Corriere della Sera, 1 giugno 2018
Lucy Liu, un’orientale a Hollywood. Intervista
Lucy Liu ha quegli occhi lunghi allungati orientali così riconoscibili, così «suoi». Ha fascino e gentilezza, 49 anni portati in modo splendido, è più minuta dell’idea che si può avere. La vedi e pensi al duello all’ultima goccia di sangue con Uma Thurman in Kill Bill. Il 22 giugno comincia su Netflix la seconda serie USA in 13 puntate di Luke Cage, dove Lucy è regista, sull’omonimo personaggio dei fumetti Marvel Comics. Mike Colter torna nei panni dell’ex carcerato che acquisisce forza sovrumana e pelle impenetrabile.
E cosa succede?
«Deve uscire dall’ombra per difendere il cuore di New York, affrontando il passato che cerca di cancellare».
I film con i supereroi sembravano una prerogativa di Hollywood, invece…
«Qui però è diverso, è un’immersione nella cultura afroamericana, si sente Harlem, e lo dico sul piano sensoriale: c’è un sentimento impregnato di odori, di sapori per cui vivi il film in prima persona, si sprigiona un senso di empatia e di fiducia per quella cultura».
Lei, da regista e soprattutto da attrice, sembra predestinata ai film d’azione.
Sorride: «Non è stata una mia scelta, mi è capitato, ci sono stata tirata dentro. È andata così perché sono asiatica e la gente pensa che io abbia una credibilità nel kung-fu e nel karate. Quando mi arrivavano le proposte tutte in quella direzione, ho dovuto imparare e allenarmi».
Però nelle arti marziali è del tutto credibile.
«Mi fa piacere che lo pensiate, ma se lo dicevate a Nicole Kidman non so come avrebbe reagito e come sarebbe andata a finire. L’aspetto ironico è che io volevo fare l’attrice, non una sorta di stunt-woman. I produttori hanno pensato: visto che è così brava a fare queste cose, chiediamoglielo ancora. Mi ci sono trovata».
Pensare che conduce una vita spirituale.
«Ho imparato anche questo, non sono cresciuta con una religione specifica in famiglia, mi piace studiare tutto quello che ha a che fare con la fede, ho un’inclinazione naturale su questa materia. Attraverso mia madre, che da cinese ha frequentato una scuola cattolica, mi sono avvicinata al buddhismo».
E il misticismo ebraico?
«L’ho studiato in un progetto in cui ti insegnano a fare meditazione sulle lettere dell’alfabeto aramaico, da cui ognuno trae una sua energia speciale. Io nasco fotografa e artista multimediale, la vivo come una filosofia e come un concetto visivo. Ciò che mi attrae nella fede è il credere in qualcosa di non tangibile. Se ci pensa, c’è un’analogia col mestiere dell’attrice».

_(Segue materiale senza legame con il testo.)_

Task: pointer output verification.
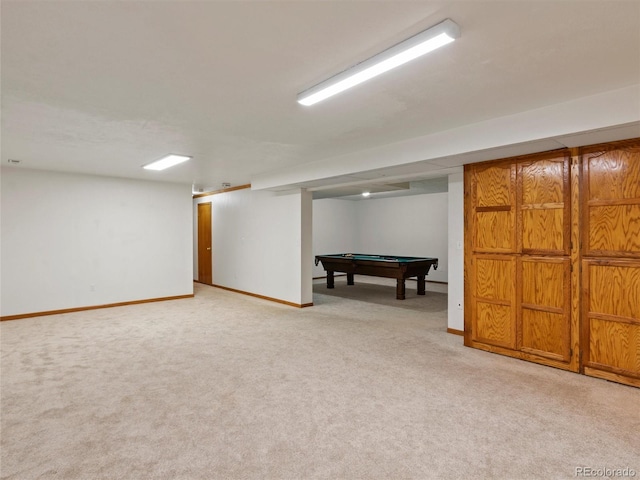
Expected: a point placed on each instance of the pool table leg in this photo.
(400, 288)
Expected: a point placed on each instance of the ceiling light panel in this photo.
(166, 162)
(410, 49)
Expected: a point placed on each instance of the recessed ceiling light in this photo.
(166, 162)
(424, 42)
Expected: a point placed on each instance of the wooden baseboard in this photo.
(91, 307)
(263, 297)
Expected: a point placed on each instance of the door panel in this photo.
(614, 230)
(610, 332)
(545, 307)
(494, 209)
(544, 200)
(611, 202)
(205, 266)
(494, 301)
(611, 305)
(543, 230)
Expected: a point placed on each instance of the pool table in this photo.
(388, 266)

Prima parlava del cliché delle arti marziali per un’orientale. Ha mai vissuto discriminazioni nel cinema?
«Sì, ai casting tante volte mi sono sentita dire: sei troppo asiatica, hai un’estetica marcatamente asiatica; oppure al contrario, non lo sei abbastanza. Non riuscivo a collocarmi al punto giusto. Smisi di andare alle audizioni, tanto venivo eliminata».
Le molestie a Hollywood?
«Si è creata un’onda d’urto mondiale, c’è stato un deterioramento dei costumi sul mondo delle donne, non solo al cinema ma in tanti altri ambienti di lavoro. Problemi mai affrontati. Gwyneth Paltrow si è lamentata col suo agente che nessuno prima aveva fatto nulla, ha ragione, non si è lanciato un allarme per troppo tempo, si è consentito che gli abusi proseguissero e questo ha scoraggiato a parlarne. Era David contro Golia».
Un silenzio mortificante.
«Ogni tanto si sentiva un grido, ma era isolato, è difficile quando non puoi portare prove e sei da sola con le spalle al muro. Ora sappiamo come fare, anche se ci sono aspetti che non mi piacciono, tipo il gossip. Per le donne che non sono sotto i riflettori è più complicato, non ci sono ancora fondi per aiutarle».
Anche lei è nata povera.
«Sono americana di prima generazione, nata da genitori che venivano da un Paese profondamente diverso come la Cina. I miei genitori erano poveri, lavoravano duro per mantenere me, mia sorella e mio fratello. In America c’è il detto: hai le chiavi al collo, quando devi provvedere a te stesso, cercare di diventare il prima possibile indipendenti. Apprezzavamo il poco che avevamo, poi come tanti bambini che non avevano niente vedevamo in tv certi cibi e protestavamo: perché non mangiamo quello che si vede lì? I miei genitori con noi hanno fatto a great job, un grande lavoro».